Если бы не их деликатное ничтожество, мы все бы в этом путешествии жизни побились бы один о другого. Они есть ватой… и соломой.
– Довольно точное сравнение, – сказала Анна, смеясь, – но мы тут болтаем, а час моих лекций приближается и не даёт мне времени с тобой немного поспорить.
Стало быть, до свидания, Франку, будь в хорошем настроении. Нужно много духа, потому что дело великое… Sursum corda!
И учительница латыни исчезла за старыми деревьями. Не удивительно, была всё-таки дочкой профессора.
Вечером снова старая Ендреёва напрасно ждала сына, который припозднился. Надо было к этому привыкнуть; вся молодёжь, точно пронизанная электрической искрой, чувствовала себя ответственной, нуждающейся в каком-либо действии, и пыталась на общих совещаниях найти способ поведения.
Франек не мог и не хотел отделяться от товарищей, главенствовал над ними сердцем и готовностью к самопожертвованию. Были минуты, когда опасность, какой подвергался он и другие, пронимала его дрожью, но при воспоминании о долге возвращалось юношеское мужество.
Все были им оживлены, стремительное течение тянуло их дальше и дальше. Нужно было знать тридцатилетнее правление Пашкевича и Муханова, чтобы оценить, сколько было настоящей отваги в этих попытках некоторой политической работы, малейший след которой тянул за собой приговор без суда в Сибирь, в солдаты, в шахты, в изгнание, в тёмные подземелья цитадели… на нескончаемые пытки.

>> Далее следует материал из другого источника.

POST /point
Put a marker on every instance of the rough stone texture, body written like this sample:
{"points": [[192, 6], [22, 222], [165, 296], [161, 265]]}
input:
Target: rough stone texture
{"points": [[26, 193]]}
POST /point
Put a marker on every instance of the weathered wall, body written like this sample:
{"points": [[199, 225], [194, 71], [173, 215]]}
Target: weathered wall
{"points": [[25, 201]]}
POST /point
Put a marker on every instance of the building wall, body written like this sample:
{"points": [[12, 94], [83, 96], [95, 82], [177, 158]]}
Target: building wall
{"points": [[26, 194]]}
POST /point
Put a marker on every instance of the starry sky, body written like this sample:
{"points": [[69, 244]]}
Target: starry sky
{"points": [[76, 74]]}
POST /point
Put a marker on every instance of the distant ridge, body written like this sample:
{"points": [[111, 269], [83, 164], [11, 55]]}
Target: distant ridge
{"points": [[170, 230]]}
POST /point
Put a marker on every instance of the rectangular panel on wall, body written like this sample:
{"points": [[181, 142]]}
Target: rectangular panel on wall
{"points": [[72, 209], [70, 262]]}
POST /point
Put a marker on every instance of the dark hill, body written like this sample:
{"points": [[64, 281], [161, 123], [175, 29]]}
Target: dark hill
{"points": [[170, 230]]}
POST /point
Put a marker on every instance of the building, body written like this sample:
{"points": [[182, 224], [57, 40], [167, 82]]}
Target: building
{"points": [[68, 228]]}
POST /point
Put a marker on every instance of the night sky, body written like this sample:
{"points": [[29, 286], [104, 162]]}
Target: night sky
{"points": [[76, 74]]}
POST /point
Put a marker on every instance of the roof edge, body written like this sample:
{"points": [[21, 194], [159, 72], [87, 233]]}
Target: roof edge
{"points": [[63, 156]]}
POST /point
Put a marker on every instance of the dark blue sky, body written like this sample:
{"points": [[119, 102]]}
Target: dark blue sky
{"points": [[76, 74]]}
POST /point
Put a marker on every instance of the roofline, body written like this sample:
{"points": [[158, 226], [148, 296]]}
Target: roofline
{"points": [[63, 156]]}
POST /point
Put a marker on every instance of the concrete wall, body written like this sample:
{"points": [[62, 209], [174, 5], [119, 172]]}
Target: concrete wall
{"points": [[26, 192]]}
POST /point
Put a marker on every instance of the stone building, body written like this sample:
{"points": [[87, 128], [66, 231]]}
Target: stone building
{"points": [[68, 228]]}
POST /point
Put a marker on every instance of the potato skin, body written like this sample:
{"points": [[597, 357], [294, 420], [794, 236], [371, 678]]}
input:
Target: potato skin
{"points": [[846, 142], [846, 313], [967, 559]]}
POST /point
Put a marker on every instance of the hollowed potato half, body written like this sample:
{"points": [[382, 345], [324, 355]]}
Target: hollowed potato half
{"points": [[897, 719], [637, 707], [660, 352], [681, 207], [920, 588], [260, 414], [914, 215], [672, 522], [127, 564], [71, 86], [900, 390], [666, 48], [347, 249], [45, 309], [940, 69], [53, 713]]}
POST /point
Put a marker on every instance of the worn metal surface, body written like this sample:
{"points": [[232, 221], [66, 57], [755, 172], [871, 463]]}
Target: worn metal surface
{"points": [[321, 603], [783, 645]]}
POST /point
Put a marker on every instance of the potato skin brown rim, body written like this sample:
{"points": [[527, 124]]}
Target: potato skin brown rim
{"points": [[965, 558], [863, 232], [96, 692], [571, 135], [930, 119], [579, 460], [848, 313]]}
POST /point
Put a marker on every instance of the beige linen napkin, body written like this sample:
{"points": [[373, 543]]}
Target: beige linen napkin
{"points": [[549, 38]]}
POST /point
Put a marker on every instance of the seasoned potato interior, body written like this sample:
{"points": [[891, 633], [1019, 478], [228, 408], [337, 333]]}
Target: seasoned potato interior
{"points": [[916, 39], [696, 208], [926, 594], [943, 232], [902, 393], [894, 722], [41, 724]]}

Боль и унижения, которые вынудили к таким жертвам, были страшные. Правительство не умело быть ни мягким, ни логически суровым, как при Николае, страдало наполеоновским полулиберализмом, говорило о реформах, критиковало прошлое, а шло по-пьяному, качаясь на проложенном тракте. В его хорошие желания и искренность верили, пожалуй, те, что их не испробовали.
Только слепые это состояние вещей, странное в действительности, могли вместе с правительством объяснить наговорами из заграницы, заговорами какой-то горстки людей; весь народ, за малым исключением отщепенцев, насмехающихся над силой, чувствовал себя захваченным необходимостью работы ради общественного блага.